159. This clause provides that the Examining authority must arrange an open-floor hearing if at least one interested party informs the Examining authority of a wish to be heard within the specified deadline. Each interested party is entitled to make oral representations at an open-floor hearing.
160. This clause contains general provisions in respect of issue specific and open floor hearings. It provides that these should be in public and presided over by at least one member of the Panel or the single Commissioner. The Examining authority will decide how a hearing is to be conducted.
161. In particular, the Examining authority can decide if a person making an oral representation can be questioned by an interested party, and the duration of an oral representation and/or questioning. When making decisions about these matters, the Examining authority must apply the principle that it should undertake any oral questioning unless it is necessary to allow an interested party to do this in order to ensure adequate testing of any representations or that an interested party has a fair chance to put its case.
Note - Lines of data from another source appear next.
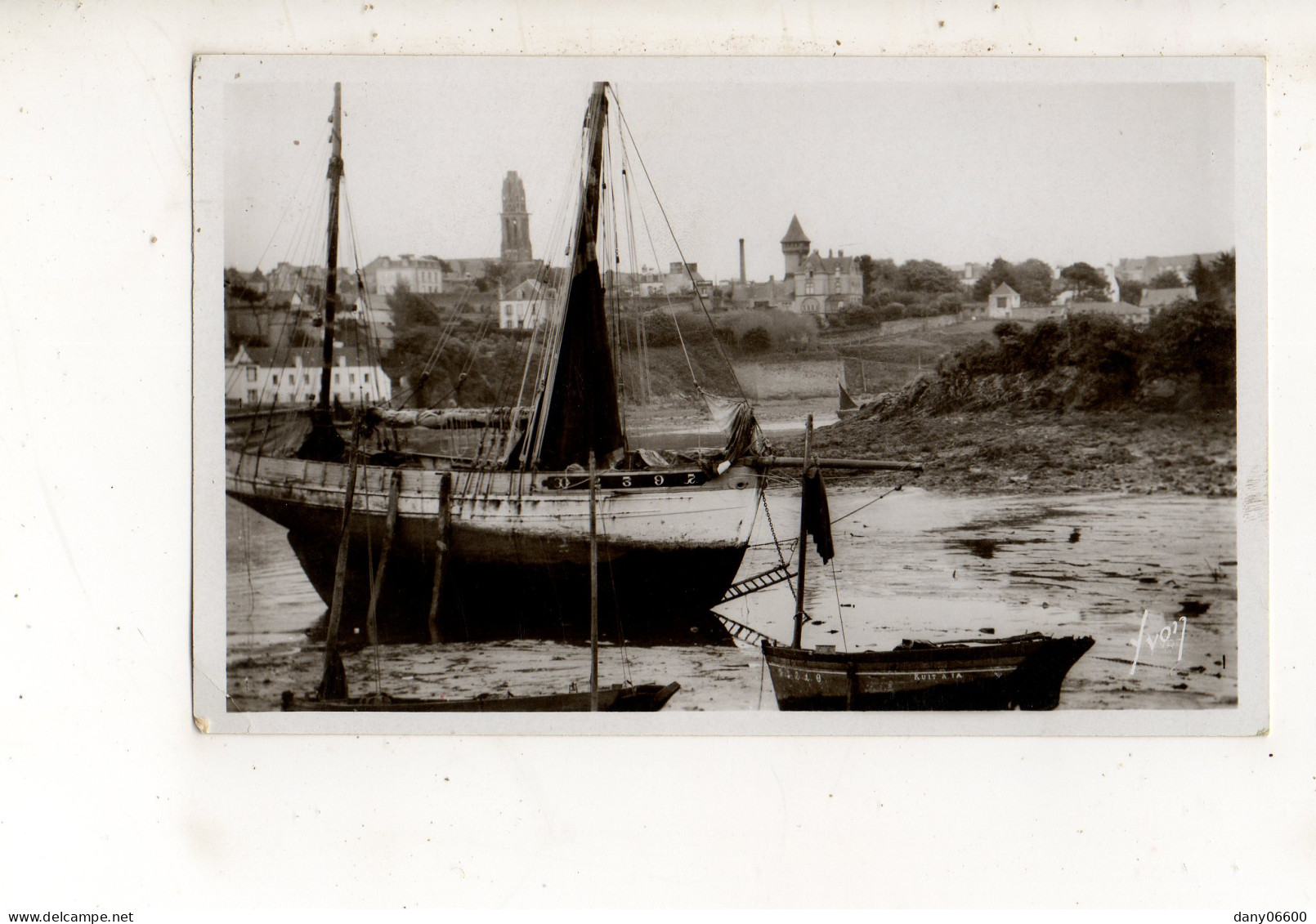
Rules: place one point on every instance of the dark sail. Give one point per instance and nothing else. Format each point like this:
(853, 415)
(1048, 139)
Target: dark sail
(582, 411)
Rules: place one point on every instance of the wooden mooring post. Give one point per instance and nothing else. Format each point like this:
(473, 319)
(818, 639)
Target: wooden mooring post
(442, 547)
(333, 683)
(378, 585)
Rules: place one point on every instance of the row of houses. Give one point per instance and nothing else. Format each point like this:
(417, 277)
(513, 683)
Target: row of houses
(1005, 303)
(263, 377)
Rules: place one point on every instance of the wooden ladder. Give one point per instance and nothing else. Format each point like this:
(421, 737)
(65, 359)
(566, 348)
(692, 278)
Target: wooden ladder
(745, 633)
(757, 582)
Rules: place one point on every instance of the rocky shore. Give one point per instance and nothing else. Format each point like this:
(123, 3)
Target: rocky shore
(1052, 452)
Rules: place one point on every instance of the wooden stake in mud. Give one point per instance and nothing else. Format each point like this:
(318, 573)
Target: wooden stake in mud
(593, 596)
(333, 685)
(441, 549)
(390, 527)
(796, 640)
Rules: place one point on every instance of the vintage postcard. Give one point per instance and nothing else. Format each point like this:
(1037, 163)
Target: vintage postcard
(740, 396)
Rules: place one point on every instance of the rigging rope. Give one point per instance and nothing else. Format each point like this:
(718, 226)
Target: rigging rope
(679, 252)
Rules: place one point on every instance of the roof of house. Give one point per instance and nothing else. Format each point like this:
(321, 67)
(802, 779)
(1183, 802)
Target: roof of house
(769, 291)
(312, 357)
(526, 291)
(1167, 297)
(830, 265)
(795, 234)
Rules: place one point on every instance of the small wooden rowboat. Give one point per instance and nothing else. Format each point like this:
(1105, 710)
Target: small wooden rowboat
(644, 698)
(1020, 673)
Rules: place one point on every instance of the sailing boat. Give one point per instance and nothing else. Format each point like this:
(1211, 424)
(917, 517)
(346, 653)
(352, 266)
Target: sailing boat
(847, 406)
(332, 694)
(1023, 672)
(507, 540)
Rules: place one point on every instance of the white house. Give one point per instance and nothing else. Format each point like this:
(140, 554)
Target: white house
(1003, 301)
(377, 316)
(418, 274)
(256, 377)
(524, 306)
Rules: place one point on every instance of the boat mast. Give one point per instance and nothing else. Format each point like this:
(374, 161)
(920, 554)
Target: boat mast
(796, 640)
(576, 407)
(332, 256)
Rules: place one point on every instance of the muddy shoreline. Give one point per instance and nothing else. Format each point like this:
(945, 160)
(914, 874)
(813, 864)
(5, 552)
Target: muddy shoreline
(1007, 452)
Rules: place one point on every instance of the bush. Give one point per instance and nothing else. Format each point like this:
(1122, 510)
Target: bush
(755, 340)
(1191, 342)
(858, 316)
(785, 329)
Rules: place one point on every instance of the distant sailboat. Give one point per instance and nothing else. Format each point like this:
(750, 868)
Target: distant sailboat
(847, 406)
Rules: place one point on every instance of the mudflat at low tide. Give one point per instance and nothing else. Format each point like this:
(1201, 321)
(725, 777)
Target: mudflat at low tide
(1152, 579)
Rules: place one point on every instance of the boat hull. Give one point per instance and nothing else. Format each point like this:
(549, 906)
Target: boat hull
(519, 564)
(1023, 673)
(642, 698)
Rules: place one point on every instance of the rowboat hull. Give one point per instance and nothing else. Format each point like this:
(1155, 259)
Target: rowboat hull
(1023, 673)
(519, 561)
(642, 698)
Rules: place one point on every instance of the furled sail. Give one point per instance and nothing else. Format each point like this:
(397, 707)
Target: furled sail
(582, 411)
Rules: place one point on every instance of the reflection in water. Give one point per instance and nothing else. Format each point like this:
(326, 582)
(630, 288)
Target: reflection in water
(915, 565)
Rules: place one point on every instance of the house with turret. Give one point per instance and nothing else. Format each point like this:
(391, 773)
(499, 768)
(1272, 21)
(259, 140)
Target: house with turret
(823, 284)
162. Subsection (8) provides that an Examining authority may refuse to allow a representation if it considers it:
a) is irrelevant or frivolous;
b) relates to the merits of policy set out in a national policy statement;
c) repeats other representations already made; or
d) relates to the compensation payable on the compulsory acquisition of land.
163. This clause provides that the Examining authority may exclude a person from a hearing if he behaves in a disruptive manner.
164. Subsection (2) defines what is meant by a "hearing" for these purposes.
165. Subsection (3) provides that the Examining authority's examination of an application is a statutory inquiry for the purposes of Schedule 7 to the Tribunals, Courts and Enforcement Act 2007 and therefore is subject to supervision by the Administrative Justice and Tribunals Council.
166. This clause states that where a person has asked to make an oral representation at a hearing, but has not done so, he can make a written representation. The Examining Authority must consider this as part of its examination of an application, if the written representation is received before it completes its examination of the application.
167. This clause enables the Lord Chancellor to make procedural rules for the examination of applications. Subsections (1) and (3) are based on the general rule-making powers conferred by section 9 of the Tribunals and Inquiries Act 1992. Subsection (2) is included to enable rules to make provision about site visits, including site visits where the applicant is neither the owner nor occupier of the land concerned. Subsection (6) follows the 1992 Act by providing for the rules to be subject to the negative resolution procedure in Parliament.
168. This clause imposes a duty on the Examining authority to complete its examination of an application within six months of the last day of the preliminary meeting held pursuant to clause 80. The Examining authority must decide the application or (where the Secretary of State or the Commission's Council is responsible for taking the decision) report to the Secretary of State or the Commission within nine months of this date.
169. Subsection (4) gives the chair (or a deputy chair) of the Commission the power to extend these deadlines at any time. If the deadlines are extended, he must inform the Secretary of State of this decision, along with his justification for doing so. Any such change of date must be included in the Commission's Annual Report with an explanation of why the decision was taken.
170. This clause provides that the Examining authority must tell each interested party once it has completed its examination of the application.